青森県八戸市は2日、関東に滞在歴のあった20代女性が新型コロナウイルスに感染したと発表した。また、陸上自衛隊は同日、八戸駐屯地で勤務する20代の隊員が感染したことを明らかにした。取材によると、両発表は同一人物。市によると2日時点で濃厚接触者は確認されていないが、引き続き調査を続ける。県内での感染確認は37人目。八戸市での感染確認は10人目で4月3日以来、約6カ月ぶり。

 市によると、女性は7月から9月29日まで関東地方に滞在。29日に新幹線で八戸市へ移動中、関東滞在期間に接触した人がPCR検査を受けていることが分かった。このため、他者との接触を避けて移動した。

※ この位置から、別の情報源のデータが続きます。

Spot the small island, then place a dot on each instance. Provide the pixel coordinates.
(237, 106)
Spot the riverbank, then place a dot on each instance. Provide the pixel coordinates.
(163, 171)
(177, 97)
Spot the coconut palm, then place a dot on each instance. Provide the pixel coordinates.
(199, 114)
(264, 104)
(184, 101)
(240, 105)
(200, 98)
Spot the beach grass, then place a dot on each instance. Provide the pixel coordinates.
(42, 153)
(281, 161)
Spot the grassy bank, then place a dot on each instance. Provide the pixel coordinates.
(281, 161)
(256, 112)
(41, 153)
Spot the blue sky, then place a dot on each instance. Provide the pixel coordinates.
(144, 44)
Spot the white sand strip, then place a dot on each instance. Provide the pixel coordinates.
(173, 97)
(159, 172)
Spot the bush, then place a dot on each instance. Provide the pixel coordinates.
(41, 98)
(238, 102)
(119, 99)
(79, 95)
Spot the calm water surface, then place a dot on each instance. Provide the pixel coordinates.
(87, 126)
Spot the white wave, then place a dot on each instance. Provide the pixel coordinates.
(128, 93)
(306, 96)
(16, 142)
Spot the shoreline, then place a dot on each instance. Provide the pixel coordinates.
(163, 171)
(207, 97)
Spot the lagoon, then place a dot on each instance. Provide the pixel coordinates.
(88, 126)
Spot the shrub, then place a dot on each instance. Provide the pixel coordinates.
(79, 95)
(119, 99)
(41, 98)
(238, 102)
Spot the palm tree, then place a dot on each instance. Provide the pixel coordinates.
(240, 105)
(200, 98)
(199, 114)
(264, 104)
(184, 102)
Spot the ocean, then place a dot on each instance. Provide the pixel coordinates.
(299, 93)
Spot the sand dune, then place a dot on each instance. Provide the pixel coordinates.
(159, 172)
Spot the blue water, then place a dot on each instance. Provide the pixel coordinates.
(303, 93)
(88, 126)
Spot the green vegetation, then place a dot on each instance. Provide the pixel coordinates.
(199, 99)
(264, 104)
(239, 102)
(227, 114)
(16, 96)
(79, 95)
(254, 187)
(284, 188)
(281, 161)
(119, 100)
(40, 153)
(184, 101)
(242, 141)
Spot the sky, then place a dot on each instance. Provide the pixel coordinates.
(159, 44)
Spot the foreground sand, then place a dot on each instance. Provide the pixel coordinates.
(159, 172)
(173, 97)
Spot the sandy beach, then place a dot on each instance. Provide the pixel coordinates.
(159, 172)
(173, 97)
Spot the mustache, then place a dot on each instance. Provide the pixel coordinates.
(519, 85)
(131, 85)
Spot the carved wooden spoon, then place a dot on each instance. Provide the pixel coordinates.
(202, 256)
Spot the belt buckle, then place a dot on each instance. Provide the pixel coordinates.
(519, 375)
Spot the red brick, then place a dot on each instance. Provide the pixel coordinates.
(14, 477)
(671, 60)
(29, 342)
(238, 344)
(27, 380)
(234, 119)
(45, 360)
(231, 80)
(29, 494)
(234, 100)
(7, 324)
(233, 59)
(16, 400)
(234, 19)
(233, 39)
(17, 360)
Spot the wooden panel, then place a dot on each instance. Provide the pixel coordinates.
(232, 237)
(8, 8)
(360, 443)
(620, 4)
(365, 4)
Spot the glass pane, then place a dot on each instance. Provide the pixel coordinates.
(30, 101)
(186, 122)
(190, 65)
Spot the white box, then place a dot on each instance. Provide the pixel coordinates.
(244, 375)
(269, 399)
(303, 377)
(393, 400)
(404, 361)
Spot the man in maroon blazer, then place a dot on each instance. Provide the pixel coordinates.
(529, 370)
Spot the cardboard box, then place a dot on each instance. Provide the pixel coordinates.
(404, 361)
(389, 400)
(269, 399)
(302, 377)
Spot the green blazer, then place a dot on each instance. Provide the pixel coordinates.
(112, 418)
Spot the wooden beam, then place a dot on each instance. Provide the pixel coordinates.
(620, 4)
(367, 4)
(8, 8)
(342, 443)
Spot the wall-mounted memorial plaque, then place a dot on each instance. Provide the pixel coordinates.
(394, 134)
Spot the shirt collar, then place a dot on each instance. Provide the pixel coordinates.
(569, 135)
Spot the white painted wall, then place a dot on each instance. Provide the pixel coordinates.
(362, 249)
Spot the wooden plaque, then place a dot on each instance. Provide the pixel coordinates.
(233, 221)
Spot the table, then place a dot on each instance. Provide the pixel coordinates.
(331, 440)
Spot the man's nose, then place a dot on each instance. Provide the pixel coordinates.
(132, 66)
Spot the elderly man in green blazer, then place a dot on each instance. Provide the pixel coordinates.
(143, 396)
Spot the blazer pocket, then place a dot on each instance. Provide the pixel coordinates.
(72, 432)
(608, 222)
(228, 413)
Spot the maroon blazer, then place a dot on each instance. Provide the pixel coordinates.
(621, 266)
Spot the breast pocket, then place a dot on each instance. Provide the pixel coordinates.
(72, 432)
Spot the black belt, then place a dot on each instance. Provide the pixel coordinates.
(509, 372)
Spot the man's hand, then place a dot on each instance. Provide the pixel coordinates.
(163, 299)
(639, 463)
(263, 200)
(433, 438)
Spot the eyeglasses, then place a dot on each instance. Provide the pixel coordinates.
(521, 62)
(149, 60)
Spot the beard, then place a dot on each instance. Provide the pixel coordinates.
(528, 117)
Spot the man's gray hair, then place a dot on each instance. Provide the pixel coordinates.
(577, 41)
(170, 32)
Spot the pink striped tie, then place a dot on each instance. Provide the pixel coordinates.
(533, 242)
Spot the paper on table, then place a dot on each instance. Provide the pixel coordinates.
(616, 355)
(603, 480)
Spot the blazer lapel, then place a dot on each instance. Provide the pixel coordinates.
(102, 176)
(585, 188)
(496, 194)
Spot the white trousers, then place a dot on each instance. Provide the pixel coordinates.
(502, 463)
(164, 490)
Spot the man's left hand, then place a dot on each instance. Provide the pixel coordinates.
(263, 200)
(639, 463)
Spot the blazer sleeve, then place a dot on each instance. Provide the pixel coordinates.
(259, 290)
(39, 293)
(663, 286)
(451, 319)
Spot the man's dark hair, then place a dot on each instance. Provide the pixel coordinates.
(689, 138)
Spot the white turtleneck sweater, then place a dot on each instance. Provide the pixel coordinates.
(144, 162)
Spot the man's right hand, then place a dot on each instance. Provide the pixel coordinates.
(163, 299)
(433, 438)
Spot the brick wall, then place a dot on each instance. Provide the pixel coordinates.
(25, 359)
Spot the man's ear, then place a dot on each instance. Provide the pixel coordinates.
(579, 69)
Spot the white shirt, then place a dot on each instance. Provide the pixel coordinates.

 30日、関東滞在中に接触した人の陽性が判明。女性は同日夜に37度台後半の発熱があり、翌10月1日に帰国者・接触者外来を受診し検体を採取。2日、県環境保健センターでPCR検査の結果、陽性が判明した。

 県によると、女性は濃厚接触者として検査を受けた。関東での陽性者との接触について県は「居住空間を共有していたため、濃厚接触者と判断された」と説明した。

 市によると、女性は新幹線で別の1人と共に移動していたが、もう1人はPCR検査で陰性だった。

 女性は現在、市内の医療機関に入院中。熱は下がっており、その他の症状もみられないという。

 陸上幕僚監部によると、感染した隊員は9月29日まで陸上自衛隊朝霞駐屯地(東京都練馬区など)で隊員教育を受けており、この教育を受けた人の中に陽性者がいた。隊員は八戸市に戻った後、八戸駐屯地内の寮で隔離。基地内を消毒するなどしたという。陸上幕僚監部広報室は「隊員の行動歴をあらためて確認し、感染経路特定に努める」としている。